Long, long ago, three fishing buddies had access to a small private pond that held LMB. These guys were fly anglers but didn't know squat about fishing for warmwater species with fly gear. Undaunted, they wanted to give it a try so they lugged their round float tubes from the rig to the pond and launched.
All they had was limited trout stillwater lines and trout flies. First they tried WBs but with no success. Then they set about trying trout fly after fly but no takers.
I think it was me that first came up with the idea to use a Muddler Minnow. I figured the Muddler was supposed to represent a baitfish and bass ate baitfish so perhaps that would be a good approach. I attached a Muddle to a sink-tip line (that was the extent of our sinking lines in those days), and started casting. I trolled the Muddler around for awhile but nothing significant came of it.
At one end of the lake there was a lot of vegetation so I thought that might be a good spot to try the Muddler. I made a cast into an opening in the weeds and before the Muddle had a chance to sink, a small LMB nailed it on the surface and scared the hell out of me.
WTF? The bass wouldn't touch the Muddle subsurface but when I started making more casts in the weedy area I started catching bass while the fly was on the surface.

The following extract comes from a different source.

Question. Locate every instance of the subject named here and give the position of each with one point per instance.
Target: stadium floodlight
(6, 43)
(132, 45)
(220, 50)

I told John and Rocky what had happened and they switched over to Muddlers. We also thought it might be a good idea to start using floating lines.
That was the ticket. The floating Muddlers with a bit of action on the surface was a hit and we all started catching LMB.
The takes were a blast! We all caught a lot of bass that day but none were much larger than 8-inches. Still... from that day forward we all became a fan of catching bass with floating flies and addicted to the take of a bass when it hit a floating fly. We figured that all we needed was a floating Muddler to catch bass anywhere but of course we found that wasn't true at all bass fisheries.
So, we started tying "proper" bass poppers with spun deer hair. Those did work but they'd eventually sink and that was annoying. In those days, you could buy pre-made cork bodies for poppers so I researched the process for building hard body poppers and started making my own.. and they worked damned well.
Then Edgewater showed up with closed cell foam boddies and I switched to those. Then other companies started selling foam and plastic bodies and I gave those a try. This was a good thing because cork bodies for poppers had dropped off the market.
Our evolution into flyfishing for bass took decades... our floating crafts were upgraded. Our fly lines were upgraded. We started tying dedicated patterns for fooling bass. Eventually, we started tying subsurface patterns that also caught bass.
But through it all, we are still addicted to catching bass top-water.
A Muddler that didn't have a chance to sink started it all. That's how we all became avid flyfishing bass anglers.
Now that I think about it, I haven't tried using a floating Muddler in a long time so perhaps I should include some of the patterns in my top-water bass boxes.
If it wasn't for that trout fly that didn't have a chance to sink, I'd probably never have become the bass angler I am today.